There’s small gem of a movie starring Mike Myers and Nancy Travers called So I Married An Axe Murderer, which borders on being a cult offering and contains prescient hints of the hit Austin Powers series. It’s a fluffy romantic comedy set in San Francisco with Myers playing Charlie Mackenzie, an aspiring poet and Travers is Harriet Michaels, the daughter of a butcher.

So I Married an Axe Murderer

So I Married an Axe Murderer

As well as being the inspiration for an incident where The Word Guy danced with a friend through the aisles of a small grocery store in San Francisco’s Russian Hill district, it also provides a splendid example of the linguistic phenomenon known as syllepsis. This is where two or more parts of a sentence are yoked together by a common verb or noun, more often than not for humorous effect. The example in So I Married An Axe Murderer is a line from a poem written by Charlie for Harriet; “She was a thief, you gotta believe, she stole my heart and my cat.”

The syllepsis here is in the last phrase, where the word stole is used to refer both to heart and cat. The meaning of the sylleptic word changes relative to the nouns. In this instance, the first gloss is related to the phrase to steal someone’s heart, which doesn’t mean literally ripping a beating heart from someone’s chest like an Aztec sacrifice but to cause someone to fall deeply in love with another. The second gloss is, indeed, the literal meaning of the word steal in that the cat is physically taken without consent.

According to the OED, syllepsis is a figure of speech where “a word, or a particular form or inflexion (sic)  of a word, is made to refer to two or more other words in the same sentence, while properly applying to or agreeing with only one of them.” (OED, Vol. XVII, p. 446).

The Greek origin is the word σύλληψις, which in turn is derived from the prefix, σύν- meaning together or with, and λῆψις meaning taking. Thus, the notion is that the sylleptic word and those it refers to are “taken together.”

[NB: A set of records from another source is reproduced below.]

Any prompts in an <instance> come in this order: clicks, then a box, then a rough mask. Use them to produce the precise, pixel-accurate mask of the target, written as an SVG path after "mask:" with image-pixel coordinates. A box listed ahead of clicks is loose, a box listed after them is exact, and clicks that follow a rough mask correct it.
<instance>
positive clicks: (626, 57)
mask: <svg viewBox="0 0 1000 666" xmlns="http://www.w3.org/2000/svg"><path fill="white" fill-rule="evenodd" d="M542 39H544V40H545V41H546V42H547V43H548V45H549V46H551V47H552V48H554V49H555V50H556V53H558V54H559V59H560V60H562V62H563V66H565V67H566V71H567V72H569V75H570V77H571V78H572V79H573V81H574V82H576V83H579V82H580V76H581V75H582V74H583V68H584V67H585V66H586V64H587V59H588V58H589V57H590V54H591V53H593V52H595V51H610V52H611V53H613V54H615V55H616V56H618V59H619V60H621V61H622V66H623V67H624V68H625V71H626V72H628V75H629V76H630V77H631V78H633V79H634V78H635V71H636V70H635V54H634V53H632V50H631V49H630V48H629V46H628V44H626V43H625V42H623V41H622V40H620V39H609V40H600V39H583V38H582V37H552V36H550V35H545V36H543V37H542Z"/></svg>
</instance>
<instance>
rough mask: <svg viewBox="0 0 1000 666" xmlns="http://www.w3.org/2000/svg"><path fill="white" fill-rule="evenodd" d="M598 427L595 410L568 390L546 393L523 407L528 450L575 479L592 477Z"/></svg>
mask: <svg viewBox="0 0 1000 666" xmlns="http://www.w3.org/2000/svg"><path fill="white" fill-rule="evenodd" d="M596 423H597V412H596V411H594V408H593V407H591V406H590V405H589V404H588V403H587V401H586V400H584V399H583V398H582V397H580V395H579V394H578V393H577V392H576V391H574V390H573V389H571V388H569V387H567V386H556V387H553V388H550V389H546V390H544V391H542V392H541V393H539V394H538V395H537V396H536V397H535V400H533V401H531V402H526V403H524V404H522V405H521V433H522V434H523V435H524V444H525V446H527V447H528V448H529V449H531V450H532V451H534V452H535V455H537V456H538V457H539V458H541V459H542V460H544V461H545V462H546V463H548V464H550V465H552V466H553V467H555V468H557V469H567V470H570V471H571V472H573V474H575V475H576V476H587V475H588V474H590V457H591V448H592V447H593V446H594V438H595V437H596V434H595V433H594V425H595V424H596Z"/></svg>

Charles Dickens was not above using a little sylleptic humor in The posthumous papers of the Pickwick Club when he wrote “She went straight home in a flood of tears and a sedan chair[1],” and Alexander Pope in The Rape of the Lock said of Queen Anne;

“Here thou art, Great Anna, whom three realms obey,
Dost sometimes counsel take – and sometimes tea.”

The Rolling Stones offer an example of what I’d call a semi-syllepsis in their song, Honky Tonk Woman, where they sing, “”She blew my nose and then she blew my mind.” To be truly sylleptic, Mick and Keith should have tossed out that second blew. However, this would clearly have changed the meter of the song so I guess it was more a prosodic decision than a grammatical one.

Syllepsis is related to another word – zeugma. For some, it is simply a synonym; for others, it is a sub-type of several different zeugmas. I’ll leave that discussion for another day.

I’ll stop here because I think I’m out of time and imagination.


[1] Full quote: “All these things combined with the noises and interruptions of constant comings in and goings out made Mr Pickwick play rather badly. The cards were against him also and when they left off at ten minutes past eleven Miss Bolo rose from the table considerably agitated and went straight home in a flood of tears and a sedan chair.”